CMSE had ignored warnings and worker-initiated lawsuits concerning unsafe working conditions in its mines. CMSE's management operates "without listening to the voice of the workers when they say that there is danger or risk," said Javier Castillo, secretary of the trade union that represents miners and a former miner at the San José mine. "Nobody listens to us. Then they say we're right. If they would have believed the workers, we would not be lamenting this now," said Gerardo Núñez, head of the union at a nearby Candelaria Norte mine.

Chilean copper mine workers are among the highest-paid miners in South America. Although the accident itself has put into question mine safety in Chile, serious accidents in large mines are rare, particularly in those owned by the state copper mining company, Codelco, or by multinational companies. However, smaller mines such as the one at San José have generally lower safety standards. Mine workers at this mine were paid around 20% higher wages than at other Chilean mines, due to its poor safety record.

==History==
The San José Mine is located 45 kilometers northwest of Copiapó. It began operations in 1889. In 1957, Jorge Kemeny Letay, a Hungarian immigrant and nephew of mining businessman Emérico Letay founded the San Esteban Mining Company (Compañía Minera San Esteban). Jorge died in 2000 and the administration of the mine was overtaken by his two sons Marcelo and Emérico Kemeny Füller. The latter died in 2004 and Marcelo then associated with his father-in-law Alejandro Bohn Berenguer who became gerente geneal (CEO). Despite the income of the mine not being enough to invest in security measures needed to mine at great depths Bohn is reported to have pushed for continued mining.

==San Jose Mine ==

The San José Mine (Mina San José) is a small copper-gold mine located near Copiapó, Atacama Region, Chile. The mine was the site of a 2010 collapse which trapped 33 miners 700 m underground. Its workings are reached by a long sloping roadway with many spiral turns (a diagram shows ten turns), not by a vertical mineshaft.

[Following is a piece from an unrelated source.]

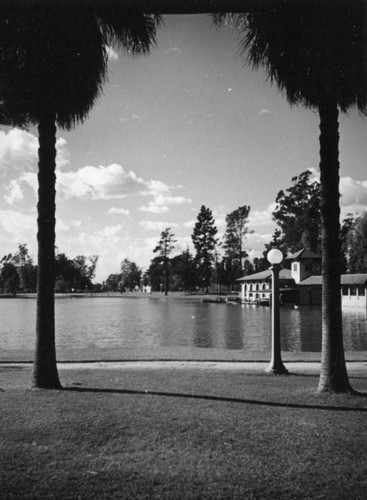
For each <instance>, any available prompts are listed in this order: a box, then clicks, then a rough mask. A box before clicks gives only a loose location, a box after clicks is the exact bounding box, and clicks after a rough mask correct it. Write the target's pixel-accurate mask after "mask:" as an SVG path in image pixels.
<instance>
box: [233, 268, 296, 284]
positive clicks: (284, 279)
mask: <svg viewBox="0 0 367 500" xmlns="http://www.w3.org/2000/svg"><path fill="white" fill-rule="evenodd" d="M270 278H271V269H267V270H266V271H260V272H259V273H255V274H249V275H247V276H244V277H243V278H239V279H238V280H236V281H242V282H243V281H265V280H268V279H270ZM279 279H280V280H291V279H292V273H291V271H290V270H289V269H281V270H280V272H279Z"/></svg>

According to Terra, the mine's annual sales surpassed 20 million dollars.

Between 2003 and 2010, several mining accidents occurred in the mine, causing at least three deaths. In 2007, a geologist was killed in the mine, which led to its closure. It was reopened in May 2008 by SERNAGEOMIN – Servicio Nacional de Geología y Minería (National Geology and Mining Service). In July 2010, miner Gino Cortés lost one of his legs in an accident.

==2010 accident==

diagram of mine layout

Compañía Minera San Esteban advised national authorities on 5 August 2010 that a collapse had occurred at 14:00 local time, and rescue efforts began the next day. The National Emergencies Office of Chile that day issued a list of 33 trapped and possibly deceased miners, that included Franklin Lobos, a retired footballer, and Carlos Mamani, a Bolivian national. 17 days later on August 22 the miners were found to be alive, but trapped. It was not until 69 days after the collapse on October 13, 2010, that the first miner, Florencio Ávalos, was rescued. All 33 were eventually rescued.

San Esteban Mining Company is considering bankruptcy. San José is the only mine owned by San Esteban. President of Chile Sebastián Piñera said on October 12 that "the mine will remain closed until security measures that guard the life and dignity of the workers are established."